First find out what the website really needs to do
Identify pages that bring relevant traffic, priority services, repeated pre-sale questions, places where visitors stop and how the site connects to sales or CRM.
Content: what to keep, rewrite or remove
Do not migrate everything automatically. Keep useful pages, rewrite unclear service content and remove outdated material that no longer supports the offer.
SEO: do not lose addresses that already work
Review titles, descriptions, canonical URLs, sitemap, robots, internal links, redirects, pages with organic traffic and technical issues that could move into the new version.

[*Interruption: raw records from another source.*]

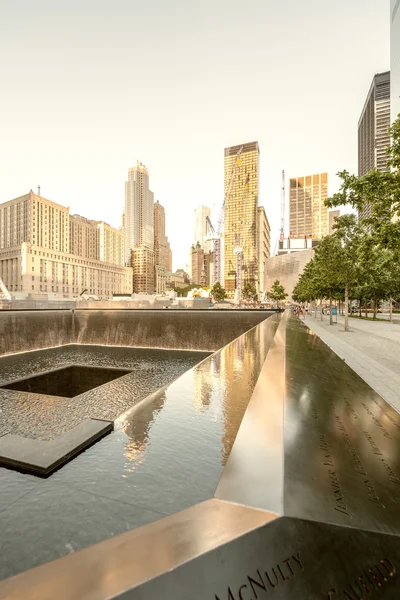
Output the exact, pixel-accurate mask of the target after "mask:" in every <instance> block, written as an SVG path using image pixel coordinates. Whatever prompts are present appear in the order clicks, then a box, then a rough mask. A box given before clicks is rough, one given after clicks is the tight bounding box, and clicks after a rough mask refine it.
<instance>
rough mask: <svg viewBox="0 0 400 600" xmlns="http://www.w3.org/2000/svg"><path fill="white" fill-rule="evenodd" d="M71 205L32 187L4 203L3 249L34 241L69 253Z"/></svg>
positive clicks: (4, 202) (60, 251) (58, 249)
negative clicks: (50, 198) (40, 191)
mask: <svg viewBox="0 0 400 600" xmlns="http://www.w3.org/2000/svg"><path fill="white" fill-rule="evenodd" d="M69 218H70V217H69V208H67V207H65V206H61V205H60V204H56V203H55V202H51V200H47V199H46V198H43V197H42V196H38V195H37V194H34V193H33V192H32V190H31V191H30V192H29V194H25V196H20V197H19V198H15V199H14V200H9V201H8V202H4V203H3V204H1V205H0V248H12V247H13V246H17V245H19V244H22V242H30V243H32V244H36V245H38V246H40V247H41V248H48V249H49V250H58V251H60V252H69V251H70V244H69Z"/></svg>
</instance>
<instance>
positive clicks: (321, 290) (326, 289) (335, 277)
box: [314, 235, 342, 325]
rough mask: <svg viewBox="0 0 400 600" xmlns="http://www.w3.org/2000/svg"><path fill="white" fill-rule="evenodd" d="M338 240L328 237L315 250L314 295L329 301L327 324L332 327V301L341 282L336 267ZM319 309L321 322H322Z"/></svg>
mask: <svg viewBox="0 0 400 600" xmlns="http://www.w3.org/2000/svg"><path fill="white" fill-rule="evenodd" d="M341 254H342V246H341V242H340V239H339V238H338V237H337V236H335V235H330V236H327V237H325V238H324V239H322V240H321V242H320V243H319V244H318V246H317V248H316V250H315V268H314V286H315V294H316V295H317V296H318V297H319V298H320V299H321V301H322V300H323V299H324V298H327V299H328V300H329V322H330V324H331V325H332V323H333V320H332V299H333V298H336V297H337V294H338V293H340V292H341V288H342V282H341V281H340V277H338V270H337V265H338V263H339V262H340V260H341ZM322 314H323V313H322V309H321V320H322Z"/></svg>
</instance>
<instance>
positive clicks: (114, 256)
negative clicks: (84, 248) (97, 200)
mask: <svg viewBox="0 0 400 600" xmlns="http://www.w3.org/2000/svg"><path fill="white" fill-rule="evenodd" d="M97 228H98V231H99V258H100V260H103V261H104V262H109V263H112V264H114V265H121V266H123V265H124V264H125V262H124V232H123V230H121V229H116V228H115V227H111V225H109V224H108V223H105V222H104V221H98V222H97Z"/></svg>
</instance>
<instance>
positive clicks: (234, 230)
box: [224, 142, 260, 298]
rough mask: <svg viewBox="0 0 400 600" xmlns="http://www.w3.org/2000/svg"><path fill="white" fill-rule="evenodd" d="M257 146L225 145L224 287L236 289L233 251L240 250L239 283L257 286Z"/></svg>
mask: <svg viewBox="0 0 400 600" xmlns="http://www.w3.org/2000/svg"><path fill="white" fill-rule="evenodd" d="M259 159H260V150H259V147H258V142H250V143H248V144H239V145H238V146H231V147H230V148H225V158H224V193H225V211H224V212H225V214H224V220H225V225H224V287H225V289H226V291H227V292H228V295H229V297H231V298H232V297H233V296H234V293H235V289H236V276H237V274H236V254H235V247H237V246H238V245H239V246H240V247H241V248H242V250H243V258H242V285H245V284H246V283H251V284H252V285H255V286H258V265H257V252H258V247H257V207H258V173H259Z"/></svg>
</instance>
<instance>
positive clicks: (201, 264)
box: [190, 242, 207, 285]
mask: <svg viewBox="0 0 400 600" xmlns="http://www.w3.org/2000/svg"><path fill="white" fill-rule="evenodd" d="M190 264H191V272H192V283H194V284H196V285H206V279H207V277H206V271H205V266H204V248H202V247H201V246H200V244H199V242H197V243H196V245H194V244H193V246H192V247H191V248H190Z"/></svg>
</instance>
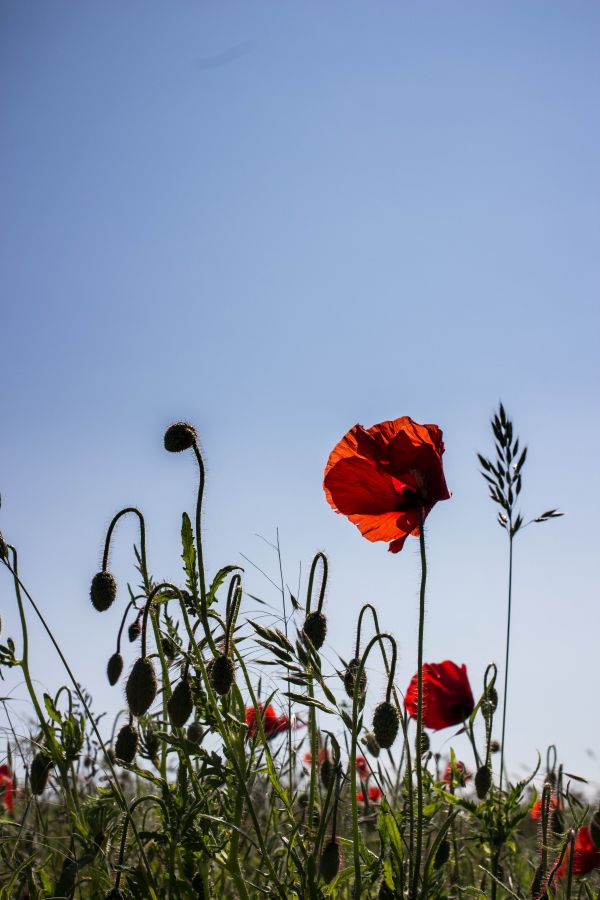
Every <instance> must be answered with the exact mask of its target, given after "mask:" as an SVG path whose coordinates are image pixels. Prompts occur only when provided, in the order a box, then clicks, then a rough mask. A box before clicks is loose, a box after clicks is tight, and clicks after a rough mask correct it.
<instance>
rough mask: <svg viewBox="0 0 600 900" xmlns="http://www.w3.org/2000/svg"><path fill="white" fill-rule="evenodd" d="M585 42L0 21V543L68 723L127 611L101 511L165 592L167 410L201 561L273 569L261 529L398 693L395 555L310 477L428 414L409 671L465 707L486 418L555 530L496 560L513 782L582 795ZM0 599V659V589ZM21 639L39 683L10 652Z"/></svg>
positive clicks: (211, 568)
mask: <svg viewBox="0 0 600 900" xmlns="http://www.w3.org/2000/svg"><path fill="white" fill-rule="evenodd" d="M599 37H600V7H599V6H598V4H597V3H594V2H591V0H581V2H579V3H576V4H573V3H571V2H566V0H557V2H554V3H548V2H533V0H531V2H530V0H509V2H499V0H498V2H490V3H481V2H480V0H472V2H458V0H456V2H455V0H453V2H451V3H450V2H441V0H438V2H422V3H415V2H408V0H396V2H389V0H388V2H386V0H380V2H377V3H364V2H363V3H359V2H354V0H343V2H342V0H331V2H327V3H324V2H322V0H319V2H309V0H303V2H301V3H300V2H296V3H291V2H287V3H282V2H280V0H272V2H270V0H254V2H251V3H250V2H227V3H217V2H199V0H195V2H167V0H163V2H157V0H144V2H143V3H142V2H129V3H123V2H120V0H119V2H110V0H102V2H100V0H95V2H86V3H77V2H63V0H52V2H41V0H40V2H30V0H5V2H4V3H2V4H1V6H0V93H1V101H0V116H1V123H2V124H1V129H0V153H1V159H0V167H1V168H0V177H1V188H0V190H1V195H0V227H1V231H2V233H1V238H0V254H1V260H2V262H1V274H0V278H1V301H0V302H1V305H2V309H1V316H0V375H1V379H0V383H1V385H2V390H1V395H0V396H1V407H0V409H1V414H0V492H1V494H2V509H1V511H0V529H1V530H2V531H3V533H4V534H5V536H6V537H7V539H9V540H11V541H12V542H14V543H15V544H16V545H17V546H18V547H19V548H20V560H21V568H22V574H23V577H24V579H25V581H26V582H27V583H28V584H29V585H30V586H31V589H32V591H33V593H34V596H35V597H36V599H37V600H38V602H39V604H40V605H41V607H42V608H43V610H44V611H45V612H46V614H47V616H48V618H49V620H50V621H51V624H52V625H53V627H54V629H55V632H56V634H57V636H58V638H59V640H60V642H61V643H62V645H63V647H64V649H65V651H66V653H67V655H68V656H69V658H70V659H71V661H72V663H73V666H74V668H75V670H76V672H77V674H78V676H79V678H80V679H81V681H82V682H84V683H85V684H86V685H87V686H88V687H89V689H90V690H91V692H92V693H93V695H94V702H95V708H96V709H97V711H100V710H102V709H111V710H112V709H114V708H115V705H116V699H115V696H116V695H115V691H117V692H118V689H115V691H113V692H112V693H111V691H110V689H109V688H108V685H107V684H106V680H105V675H104V668H105V663H106V660H107V658H108V656H109V655H110V653H111V652H112V651H113V643H114V633H115V631H116V628H117V623H118V619H119V616H120V610H121V609H122V608H123V606H122V604H120V609H119V612H117V611H116V610H113V611H111V613H110V614H106V615H105V616H99V615H98V613H96V612H95V611H94V610H93V609H92V608H91V606H90V604H89V600H88V591H89V581H90V578H91V576H92V575H93V573H94V571H95V570H96V569H97V567H98V563H99V556H100V551H101V546H102V542H103V539H104V532H105V529H106V526H107V524H108V522H109V521H110V518H111V516H112V515H113V513H114V512H116V511H117V510H118V509H119V508H120V507H122V506H124V505H129V504H137V505H139V506H141V507H142V508H143V510H144V512H145V513H146V515H147V520H148V532H149V535H148V536H149V552H150V560H151V567H152V570H153V573H154V574H155V575H156V576H157V577H169V578H173V577H176V576H177V573H178V569H177V565H178V559H179V553H180V549H179V545H178V531H179V524H180V516H181V511H182V510H183V509H186V508H187V509H189V510H190V511H191V510H192V509H193V501H194V492H195V486H196V475H195V472H194V468H193V463H192V459H191V458H183V457H181V458H175V457H173V456H170V455H168V454H166V453H165V452H164V450H163V449H162V433H163V430H164V428H165V426H166V425H167V424H169V423H170V422H171V421H173V420H176V419H182V418H184V419H185V418H187V419H190V420H191V421H193V422H194V423H195V424H196V426H197V428H198V431H199V433H200V435H201V439H202V443H203V447H204V452H205V456H206V461H207V470H208V483H207V492H206V508H205V509H206V555H207V563H208V568H209V571H214V570H216V569H217V568H218V567H219V566H220V565H222V564H225V563H228V562H243V560H242V557H241V555H240V554H242V553H243V554H245V555H246V556H248V557H250V558H251V559H253V560H254V561H255V562H256V563H257V564H258V565H260V566H261V567H262V568H264V569H265V570H266V571H267V572H268V573H269V574H270V575H271V576H273V577H274V578H276V577H277V572H278V570H277V561H276V558H275V557H274V555H273V553H272V551H271V550H270V549H269V548H268V547H267V545H266V544H265V543H264V542H263V541H261V540H260V539H259V538H257V537H256V535H257V534H261V535H264V536H265V537H267V538H269V539H272V538H273V537H274V535H275V530H276V528H277V527H279V530H280V537H281V544H282V549H283V554H284V563H285V567H286V577H287V580H288V582H289V583H290V585H295V584H296V582H297V577H298V565H299V563H300V562H302V564H303V567H304V570H306V568H307V567H308V565H309V563H310V560H311V558H312V555H313V553H314V552H315V550H317V549H323V550H325V551H326V552H327V553H328V554H329V557H330V564H331V577H330V587H329V592H328V598H327V609H328V613H329V616H330V638H331V641H330V645H329V649H328V650H327V653H328V655H329V657H330V658H331V659H332V660H335V653H334V649H335V650H337V651H338V652H339V653H341V654H342V655H344V654H345V655H348V654H349V648H350V646H351V641H352V638H353V631H354V622H355V619H356V614H357V611H358V609H359V607H360V605H361V604H362V603H364V602H366V601H371V602H374V603H375V604H376V605H377V607H378V608H379V610H380V616H381V620H382V624H383V625H384V627H386V628H389V629H390V630H391V631H392V632H394V633H395V634H396V636H397V637H398V640H399V646H400V662H399V671H398V683H399V686H400V687H401V688H404V687H405V686H406V684H407V683H408V680H409V678H410V676H411V675H412V674H413V672H414V670H415V668H416V632H417V597H418V581H419V561H418V544H417V542H415V541H414V540H410V541H409V542H408V543H407V545H406V547H405V549H404V551H403V552H402V553H401V554H399V555H397V556H392V555H391V554H388V553H387V551H386V546H385V545H384V544H378V545H371V544H369V543H368V542H366V541H365V540H363V539H362V538H361V537H360V535H359V533H358V531H357V530H356V529H355V528H354V527H353V526H352V525H350V524H349V523H348V522H347V521H346V520H345V519H343V518H342V517H340V516H336V515H335V514H334V513H333V512H332V511H331V510H330V508H329V507H328V505H327V503H326V502H325V499H324V495H323V492H322V487H321V481H322V471H323V467H324V464H325V461H326V459H327V455H328V453H329V451H330V449H331V448H332V447H333V445H334V444H335V443H336V441H337V440H338V439H339V438H340V437H341V435H342V434H343V433H344V432H345V431H346V430H347V429H348V428H349V427H351V426H352V425H353V424H354V423H355V422H361V423H362V424H364V425H366V426H369V425H371V424H373V423H375V422H379V421H381V420H384V419H389V418H395V417H397V416H401V415H410V416H412V417H413V418H414V419H415V420H417V421H419V422H435V423H438V424H439V425H440V426H441V427H442V428H443V429H444V435H445V441H446V456H445V464H446V473H447V480H448V484H449V486H450V488H451V490H452V491H453V497H452V499H451V500H450V501H448V502H445V503H442V504H438V506H437V507H436V508H435V510H434V511H433V512H432V514H431V516H430V518H429V520H428V535H427V540H428V548H429V560H430V580H429V589H428V615H427V623H426V640H425V643H426V651H425V657H426V659H429V660H431V661H440V660H442V659H446V658H450V659H454V660H455V661H457V662H459V663H460V662H465V663H466V664H467V667H468V670H469V673H470V676H471V679H472V682H473V686H474V690H475V692H476V693H478V691H479V688H480V684H481V678H482V675H483V671H484V669H485V666H486V664H487V662H488V661H490V660H495V661H497V662H498V663H499V664H500V663H501V660H502V656H503V649H504V623H505V590H506V561H507V560H506V542H505V536H504V534H503V532H501V530H500V529H499V527H498V526H497V524H496V523H495V509H494V508H493V506H492V504H491V502H490V501H489V500H488V499H487V496H486V490H485V486H484V483H483V481H482V479H481V477H480V476H479V474H478V471H477V465H476V458H475V451H476V450H483V451H484V452H492V445H491V440H490V432H489V416H490V414H491V412H492V411H493V409H494V408H495V406H496V405H497V402H498V400H499V399H502V400H503V401H504V403H505V404H506V406H507V409H508V411H509V413H510V414H511V415H512V416H513V418H514V420H515V424H516V428H517V431H518V432H519V433H520V434H521V435H522V438H523V439H524V441H525V442H526V443H528V444H529V447H530V455H529V461H528V463H527V466H526V469H525V487H524V491H523V495H522V496H523V506H524V508H525V510H526V511H528V512H529V513H530V514H536V513H539V512H541V511H542V510H544V509H547V508H549V507H551V506H557V507H560V508H561V509H563V510H564V511H565V512H566V513H567V515H566V517H565V518H564V519H560V520H558V521H556V522H552V523H550V524H547V525H543V526H535V527H532V528H530V529H528V530H527V531H525V532H524V533H523V534H522V535H521V536H520V539H519V540H518V542H517V546H516V564H515V595H514V603H515V607H514V632H513V654H514V655H513V668H512V673H511V685H512V690H511V701H510V707H509V741H508V759H509V763H510V766H511V768H512V769H513V770H514V771H520V768H519V767H520V766H521V764H526V765H533V764H534V762H535V751H536V748H540V749H542V750H543V749H544V748H545V746H546V745H547V744H548V743H549V742H552V741H554V742H556V743H557V745H558V749H559V756H560V758H561V759H563V760H564V762H565V764H566V766H567V769H568V770H569V771H575V772H579V773H581V774H584V775H587V776H588V777H590V778H592V779H594V780H595V781H600V755H599V756H598V757H597V758H592V757H591V756H590V755H589V753H588V752H587V750H588V748H595V749H596V751H597V752H598V753H599V754H600V750H599V748H600V718H599V717H598V713H597V705H598V693H597V691H598V634H599V628H598V626H599V619H600V612H599V609H598V583H599V575H600V572H599V568H600V566H599V554H598V543H599V540H598V538H599V535H598V531H599V529H598V505H599V504H598V500H599V487H600V484H599V477H598V472H599V467H598V446H599V444H600V425H599V418H598V387H599V378H598V375H599V364H598V359H599V356H598V352H597V344H598V333H599V326H600V314H599V312H598V287H599V281H600V278H599V275H600V262H599V261H600V253H599V249H600V248H599V237H600V235H599V180H598V160H599V159H600V125H599V118H598V99H599V87H600V55H599V54H598V40H599ZM135 537H136V532H135V529H134V525H133V523H129V524H124V525H123V526H122V528H121V529H120V531H119V532H118V537H117V546H116V549H115V553H114V555H113V565H114V569H115V571H116V573H117V575H118V577H119V579H120V582H121V585H122V587H123V590H124V585H125V583H126V581H127V579H133V578H134V576H135V573H134V571H133V567H132V565H131V562H130V557H131V554H130V550H131V545H132V543H133V541H134V540H135ZM247 573H248V575H247V587H248V589H249V590H251V591H253V592H254V593H257V594H260V595H261V596H263V597H264V598H265V599H267V600H269V602H273V603H275V604H276V603H278V598H277V594H276V592H275V591H274V589H273V588H272V587H271V586H270V585H269V583H268V582H267V581H266V580H265V579H262V577H261V576H260V575H259V574H258V573H256V572H254V571H253V570H252V569H251V567H249V566H247ZM0 598H1V599H0V606H1V609H2V614H3V617H4V621H5V626H4V627H5V633H6V632H9V633H11V634H13V635H14V636H15V637H18V625H17V618H16V611H15V607H14V600H13V598H12V593H11V587H10V583H9V580H8V578H7V576H6V574H4V575H1V574H0ZM250 603H251V601H248V604H250ZM33 645H34V657H33V670H34V675H35V677H36V678H37V679H39V680H40V682H41V683H44V684H46V685H47V686H48V687H51V688H56V687H57V686H58V685H59V684H60V683H61V680H62V674H61V669H60V664H59V663H58V662H57V661H56V660H55V656H54V654H53V651H52V650H51V648H50V647H49V645H48V642H47V640H46V639H45V638H44V637H43V636H42V634H41V632H40V631H39V629H38V628H37V627H34V628H33ZM127 652H128V654H129V656H130V657H131V656H132V653H131V649H130V648H127ZM128 661H129V659H128ZM378 665H379V664H378V663H377V662H375V661H374V663H373V666H374V668H377V667H378ZM12 674H13V673H9V675H8V677H7V680H6V682H5V683H4V685H3V688H2V690H3V692H4V693H9V692H11V691H12V692H13V695H14V696H15V697H22V696H24V693H25V692H24V687H23V686H22V685H20V684H19V683H18V681H17V679H16V677H15V678H12ZM372 699H373V700H374V701H375V700H377V699H379V698H378V696H374V697H373V698H372ZM0 724H1V723H0ZM447 737H448V732H442V733H441V734H440V735H439V737H436V739H435V742H434V746H435V748H437V747H441V746H445V747H447V744H445V743H444V742H445V741H446V739H447ZM459 746H460V745H459ZM464 752H465V753H466V750H465V751H464Z"/></svg>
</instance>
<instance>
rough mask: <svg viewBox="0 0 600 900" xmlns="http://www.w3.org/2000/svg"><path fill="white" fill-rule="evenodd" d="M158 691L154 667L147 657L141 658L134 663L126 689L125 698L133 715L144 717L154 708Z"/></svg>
mask: <svg viewBox="0 0 600 900" xmlns="http://www.w3.org/2000/svg"><path fill="white" fill-rule="evenodd" d="M156 690H157V684H156V675H155V674H154V666H153V665H152V663H151V662H150V660H149V659H148V658H147V657H145V656H141V657H140V658H139V659H137V660H136V661H135V662H134V664H133V668H132V670H131V672H130V673H129V678H128V679H127V686H126V688H125V696H126V697H127V704H128V706H129V709H130V712H131V714H132V715H134V716H138V717H139V716H143V715H144V713H145V712H147V711H148V710H149V709H150V707H151V706H152V704H153V702H154V698H155V697H156Z"/></svg>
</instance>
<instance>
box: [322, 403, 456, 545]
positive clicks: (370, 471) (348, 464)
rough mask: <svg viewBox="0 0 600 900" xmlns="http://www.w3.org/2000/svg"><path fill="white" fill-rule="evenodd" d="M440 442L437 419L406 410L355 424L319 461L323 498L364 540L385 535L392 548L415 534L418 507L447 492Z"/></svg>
mask: <svg viewBox="0 0 600 900" xmlns="http://www.w3.org/2000/svg"><path fill="white" fill-rule="evenodd" d="M443 452H444V442H443V441H442V432H441V430H440V429H439V428H438V426H437V425H418V424H417V423H416V422H413V420H412V419H411V418H409V417H408V416H402V418H400V419H394V420H393V421H389V422H381V423H380V424H379V425H373V426H372V427H371V428H363V426H362V425H355V426H354V428H351V429H350V431H348V432H347V433H346V434H345V435H344V437H343V438H342V439H341V441H340V442H339V443H338V444H336V446H335V447H334V449H333V450H332V452H331V454H330V455H329V459H328V460H327V465H326V467H325V478H324V481H323V487H324V490H325V495H326V497H327V500H328V502H329V504H330V505H331V506H332V507H333V508H334V509H335V510H336V511H337V512H339V513H342V514H343V515H345V516H347V517H348V518H349V519H350V521H351V522H353V523H354V524H355V525H356V526H357V527H358V528H359V530H360V531H361V533H362V534H363V535H364V537H366V538H367V540H369V541H390V546H389V550H390V551H391V552H392V553H398V551H399V550H402V547H403V545H404V541H405V540H406V538H407V537H408V535H409V534H414V535H418V534H419V511H420V510H422V511H423V518H425V517H426V516H427V514H428V513H429V511H430V510H431V508H432V506H433V505H434V503H437V501H438V500H447V499H448V498H449V496H450V493H449V491H448V488H447V487H446V480H445V478H444V470H443V467H442V453H443Z"/></svg>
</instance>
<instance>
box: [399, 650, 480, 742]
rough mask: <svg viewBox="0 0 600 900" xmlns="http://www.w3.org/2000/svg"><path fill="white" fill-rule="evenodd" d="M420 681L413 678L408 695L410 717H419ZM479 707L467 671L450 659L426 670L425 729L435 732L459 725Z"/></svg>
mask: <svg viewBox="0 0 600 900" xmlns="http://www.w3.org/2000/svg"><path fill="white" fill-rule="evenodd" d="M417 694H418V680H417V675H413V677H412V680H411V682H410V684H409V686H408V690H407V691H406V696H405V698H404V705H405V707H406V711H407V712H408V714H409V715H410V716H413V718H416V716H417V701H418V697H417ZM474 707H475V701H474V700H473V693H472V691H471V685H470V684H469V679H468V678H467V667H466V666H465V665H464V664H463V665H462V666H457V665H456V663H453V662H451V661H450V660H449V659H447V660H445V661H444V662H441V663H425V665H424V666H423V725H424V726H425V728H431V729H432V730H433V731H439V730H440V728H448V727H449V726H451V725H458V724H459V723H460V722H463V721H464V720H465V719H466V718H467V717H468V716H470V715H471V713H472V712H473V709H474Z"/></svg>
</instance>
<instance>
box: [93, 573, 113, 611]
mask: <svg viewBox="0 0 600 900" xmlns="http://www.w3.org/2000/svg"><path fill="white" fill-rule="evenodd" d="M116 596H117V582H116V581H115V576H114V575H111V573H110V572H97V573H96V574H95V575H94V577H93V578H92V586H91V588H90V597H91V599H92V605H93V606H94V608H95V609H97V610H98V612H105V611H106V610H107V609H108V608H109V606H111V605H112V604H113V603H114V601H115V597H116Z"/></svg>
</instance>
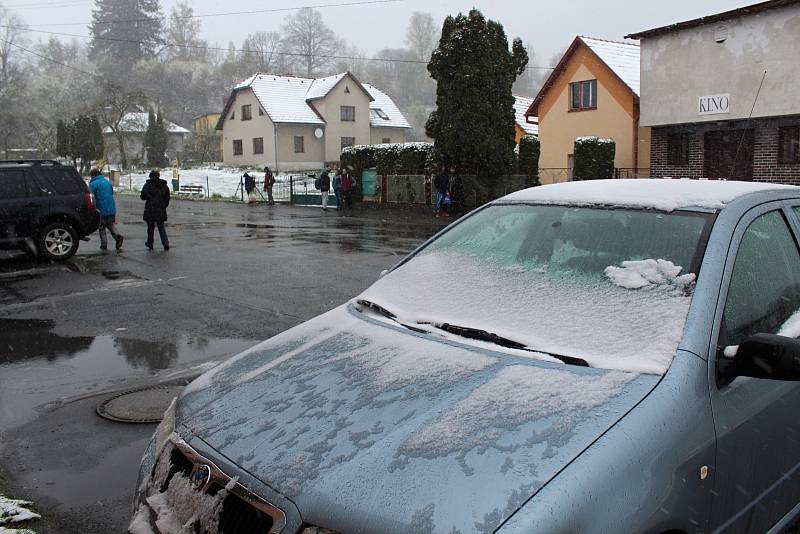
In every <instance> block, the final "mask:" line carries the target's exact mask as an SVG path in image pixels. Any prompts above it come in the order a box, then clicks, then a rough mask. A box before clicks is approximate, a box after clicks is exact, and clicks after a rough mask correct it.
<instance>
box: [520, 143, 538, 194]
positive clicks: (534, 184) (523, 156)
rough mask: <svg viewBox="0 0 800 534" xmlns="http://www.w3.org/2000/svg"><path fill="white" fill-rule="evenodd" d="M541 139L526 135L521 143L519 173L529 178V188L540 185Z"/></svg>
mask: <svg viewBox="0 0 800 534" xmlns="http://www.w3.org/2000/svg"><path fill="white" fill-rule="evenodd" d="M539 152H540V148H539V138H538V137H536V136H535V135H525V136H523V137H522V139H520V141H519V156H518V157H519V172H520V174H524V175H525V176H527V177H528V184H527V185H529V186H535V185H539Z"/></svg>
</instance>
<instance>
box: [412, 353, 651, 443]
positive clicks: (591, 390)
mask: <svg viewBox="0 0 800 534" xmlns="http://www.w3.org/2000/svg"><path fill="white" fill-rule="evenodd" d="M636 376H638V375H636V374H633V373H622V372H618V371H610V372H607V373H605V374H603V375H601V376H597V375H595V374H591V375H584V376H581V375H578V374H576V373H574V372H571V371H567V370H558V369H546V368H541V367H538V366H536V367H534V366H528V365H511V366H508V367H506V368H504V369H502V370H501V371H500V372H498V373H497V375H496V376H495V377H493V378H492V379H491V380H489V381H488V382H486V383H485V384H483V385H481V386H479V387H478V388H476V389H475V390H474V391H472V393H471V394H470V395H469V396H467V397H466V398H465V399H463V400H462V401H461V402H459V403H458V404H456V405H455V406H454V407H453V408H452V409H450V410H448V411H446V412H445V413H443V414H442V415H441V416H439V418H438V419H437V420H435V421H434V422H433V423H431V424H429V425H427V426H425V427H423V429H422V430H421V431H419V432H418V433H417V434H415V435H414V436H412V437H411V438H410V439H409V441H408V442H406V443H405V444H403V446H402V447H401V452H402V453H405V454H410V455H413V454H415V453H416V454H419V453H423V452H424V453H425V454H435V455H437V456H445V455H447V454H451V453H454V452H458V451H462V450H471V449H472V448H474V447H487V446H491V445H492V444H493V443H495V442H496V441H497V440H498V439H499V438H500V437H501V436H503V435H505V434H506V433H507V432H508V429H511V428H516V427H519V426H521V425H523V424H525V423H527V422H531V421H549V422H550V423H549V426H548V427H547V428H546V429H543V430H542V431H540V432H538V433H537V434H538V435H537V438H538V439H539V440H540V441H545V440H548V438H550V437H555V436H556V435H558V434H560V433H561V432H562V430H564V429H569V428H572V427H574V425H575V424H577V422H578V420H579V419H580V418H582V417H584V416H585V415H586V413H587V412H588V411H589V410H591V409H593V408H595V407H598V406H601V405H603V404H605V403H606V402H607V401H608V400H609V399H611V398H612V397H615V396H617V395H619V394H620V393H622V390H623V389H624V387H625V385H626V384H628V383H629V382H631V381H632V380H633V379H634V378H636ZM552 441H557V440H556V439H554V440H552Z"/></svg>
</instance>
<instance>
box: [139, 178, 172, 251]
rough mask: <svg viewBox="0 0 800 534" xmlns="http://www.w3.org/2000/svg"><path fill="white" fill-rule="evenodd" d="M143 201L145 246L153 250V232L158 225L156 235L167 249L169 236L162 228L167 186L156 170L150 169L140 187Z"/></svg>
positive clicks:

Conversion: inspect the path to enquiry
Check CTAs, forms, mobile usability, wording around price and process, and measurement of key actions after launch.
Technology that must not be forgotten
Hosting, performance, security, forms, integrations, redirects, content editing and backups should be part of the redesign decision, not late implementation details.
The output should be a decision, not just a bug list
A good audit says what to change, what to protect, what to postpone and what business priority the redesign should serve.
When to audit internally and when to invite help
Internal teams know the business context. Outside help is useful when SEO, conversion, technical debt or strategic trade-offs need an independent view.
Summary: redesign starts with understanding the current site
The new website will be stronger if it protects what works and solves the real blockers, not just the visible design problems.